TuSimple, a San Diego- and China-based autonomous truck company, announced today it has raised $95 million in Series D funding based on a valuation of $1 billion.
The investment brings TuSimple’s total funding to date to $178 million. The latest round was led by Sina Corporation (NASDAQ: SINA), a technology company widely recognized for developing Weibo, the popular social media platform. Composite Capital, a Hong Kong-based investment firm focused on consumer, technology and transportation companies globally, also participated.
TuSimple will use the investment to grow its commercial autonomous fleet, chief product officer Chuck Price told FreightWaves. The company, which claims to run the only fully autonomous semi-trucks capable of driving from depot-to-depot without human intervention, makes daily deliveries in Arizona, and soon in Texas, for large shippers and fleets.
“Investors spoke with their pocketbooks,” Price said. “We are one of the only truck autonomation companies that is willing to give rides in our vehicles. We’re throwing trucks into crazy traffic, and investors see that. They come away believing that what we say is true – this thing is behaving properly in some crazy, real-world situations.”
TuSimple consistently reaches its milestones on or ahead of schedule, “and we are confident that they are poised to bring the first commercial self-driving trucks to market,” Colin Xie, Vice General Manager of the Investment Department at Sina Corporation, said in a statement. “We are focused on finding the global leaders in artificial intelligence and TuSimple is ahead of the pack. The combination of technical excellence and an impressive leadership team has propelled the company into unicorn status.”
Co-founded by Cal Tech-trained cognitive scientist Xiaodi Hou (who’s also the chief technology officer and U.S. unit president),TuSimple has been growing at a rapid pace.

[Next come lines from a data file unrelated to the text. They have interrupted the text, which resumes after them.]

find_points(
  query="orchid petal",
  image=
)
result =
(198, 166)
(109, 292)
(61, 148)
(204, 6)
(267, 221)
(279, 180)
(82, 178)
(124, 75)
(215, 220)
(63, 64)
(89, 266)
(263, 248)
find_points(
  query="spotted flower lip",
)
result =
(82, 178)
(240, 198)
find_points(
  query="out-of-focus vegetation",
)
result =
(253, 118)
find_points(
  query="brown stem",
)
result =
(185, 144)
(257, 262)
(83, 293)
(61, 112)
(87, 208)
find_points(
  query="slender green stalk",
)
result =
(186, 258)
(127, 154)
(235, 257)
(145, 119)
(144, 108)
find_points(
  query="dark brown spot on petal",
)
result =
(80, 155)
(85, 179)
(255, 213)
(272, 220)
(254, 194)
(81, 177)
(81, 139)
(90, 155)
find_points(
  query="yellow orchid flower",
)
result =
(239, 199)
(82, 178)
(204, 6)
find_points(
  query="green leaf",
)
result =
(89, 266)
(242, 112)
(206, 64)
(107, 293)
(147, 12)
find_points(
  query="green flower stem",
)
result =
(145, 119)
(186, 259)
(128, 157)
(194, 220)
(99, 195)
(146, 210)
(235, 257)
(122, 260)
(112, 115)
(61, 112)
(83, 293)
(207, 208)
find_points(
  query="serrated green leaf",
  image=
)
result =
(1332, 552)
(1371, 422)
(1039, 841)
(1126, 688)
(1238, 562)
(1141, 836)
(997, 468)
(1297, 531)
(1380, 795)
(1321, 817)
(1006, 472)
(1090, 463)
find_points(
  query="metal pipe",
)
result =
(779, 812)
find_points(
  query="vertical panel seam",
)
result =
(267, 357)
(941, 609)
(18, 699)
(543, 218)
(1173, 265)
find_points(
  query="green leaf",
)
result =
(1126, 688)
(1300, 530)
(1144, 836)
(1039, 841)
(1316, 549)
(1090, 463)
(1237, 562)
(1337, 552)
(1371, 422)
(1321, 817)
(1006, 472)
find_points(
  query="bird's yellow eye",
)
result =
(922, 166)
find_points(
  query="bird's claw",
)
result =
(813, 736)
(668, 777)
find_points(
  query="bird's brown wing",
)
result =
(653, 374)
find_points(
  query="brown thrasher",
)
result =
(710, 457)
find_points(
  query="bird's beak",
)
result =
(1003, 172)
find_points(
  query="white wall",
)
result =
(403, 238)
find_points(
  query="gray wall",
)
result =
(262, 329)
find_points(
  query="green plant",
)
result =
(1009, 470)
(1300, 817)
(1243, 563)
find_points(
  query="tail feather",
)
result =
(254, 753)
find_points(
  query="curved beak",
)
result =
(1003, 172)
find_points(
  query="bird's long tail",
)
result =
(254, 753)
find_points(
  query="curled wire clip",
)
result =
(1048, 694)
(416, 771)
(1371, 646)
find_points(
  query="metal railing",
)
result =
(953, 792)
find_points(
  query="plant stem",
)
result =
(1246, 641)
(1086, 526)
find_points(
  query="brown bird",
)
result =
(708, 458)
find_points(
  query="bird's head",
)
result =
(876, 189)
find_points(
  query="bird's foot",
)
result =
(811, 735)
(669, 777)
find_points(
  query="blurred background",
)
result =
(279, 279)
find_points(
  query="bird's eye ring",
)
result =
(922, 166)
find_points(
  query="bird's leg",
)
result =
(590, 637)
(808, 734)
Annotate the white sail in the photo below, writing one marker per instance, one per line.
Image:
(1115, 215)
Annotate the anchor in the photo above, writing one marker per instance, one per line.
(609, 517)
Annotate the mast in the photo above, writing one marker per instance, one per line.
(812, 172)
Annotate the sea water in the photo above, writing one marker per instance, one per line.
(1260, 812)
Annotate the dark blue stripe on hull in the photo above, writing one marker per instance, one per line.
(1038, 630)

Employee headcount doubled to 500 this year. The company has 12 contracted customers, and the recent investment will grow the fleet to over 50 trucks by June, Price said.
TuSimple uses its own fleet of Peterbilt trucks to test the technology, and in January partnered with Cummins to integrate its autonomous-driving software with truck powertrains.
Price said TuSimple will issue a press release soon identifying one of its customers. The others want to remain anonymous.
Investor confidence notwithstanding, TuSimple has plenty of competition. Ike, a self-driving truck startup founded by former Apple, Google and Uber Advanced Technologies Group engineers, announced last week $52 million in a series A financing round led by Bain Capital Ventures.
Paz Eshel and former Uber and Otto engineer Don Burnette secured $40 million last summer for startup Kodiak Robotics. Then there’s Embark, which also integrates its self-driving systems into Peterbilt semis – and which recently launched a pilot with Amazon.
Price is undeterred. “We have the world’s most sophisticated simulation system for level-four autonomy,” he said. TuSimple’s “secret sauce,” government affairs director Robert Brown told FreightWaves in an earlier interview, is a perception system that can detect vehicles and objects up to 1,000 meters (about six-tenths of a mile) ahead, an accomplishment he said competitors had yet to duplicate.
TuSimple plans another fund raise this year, Price said.